South Africa

South Africa

Sh*t the EFF will do: Junk Die Stem

Sh*t the EFF will do: Junk Die Stem

This is the first in an occasional series on what South Africa would look like should red overalls become official Parliamentary garb. Today: on silencing The Call. By RICHARD POPLAK.

EFF calls for Nkosi Sikelela iAfrika to remain as it was because it is adequate as the anthem of the people. It is an intellectual heritage of liberation and the battle for a more human continent in peace with itself. It prays not only for South Africa, but the African continent and its people, wherever they are in the world.
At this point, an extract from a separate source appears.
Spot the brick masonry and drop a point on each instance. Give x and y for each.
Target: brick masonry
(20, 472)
—Mbuyiseni Ndlozi, EFF National Spokesperson

Every so often, Die Stem—currently functioning as the back half of South Africa’s national anthem—explodes like a piece of Boer War-era ordnance in a KZN chicken coop. The most recent detonation occurred in July of this year at an Afrikaans cultural festival called Innibos; the man working the blast cap was South Africa’s famous remaining proponent of hair peroxide, Steve Hofmeyr. Under a starry sky and between glowing digital banners advertising Standard Bank and Jacaranda Radio, The Hof employed his finest faux-Springsteen burble to sing white South Africa’s ancient hymnal in front of 45,000 hand-waving superfans. He intoned the final lines of the first stanza a cappella, his audience singing along while slurping beer from sippy-cups:

Ons sal lewe, ons sal sterwe,

Ons vir jou, Suid Afrika

For those unversed in Die Taal:

We shall live, we shall die,

South Africa, for Thee.

Ah, poetry in the age of democracy! Back when Die Stem—a liedjie Hofmeyr describes as “our sacred traditional song”—was the nation’s only anthem, people were treated rather harshly if they belted out Nkosi Sikelel’ iAfrika at cultural festivals, which in those days were called “riots”. In this particular case, Hofmeyr’s act of defying the ban (his term) on singing Die Stem earned him a sizeable appearance fee and unlimited boerie rolls, and absolutely no time in solitary confinement. Hofmeyr has surely displayed admirable courage in the face of politically correct Tweeting. But where are the stakes for this fearless troubadour? He is a soft man in a soft time, and the only danger he faces is the admittedly significant cancer risk associated with his hairstyle.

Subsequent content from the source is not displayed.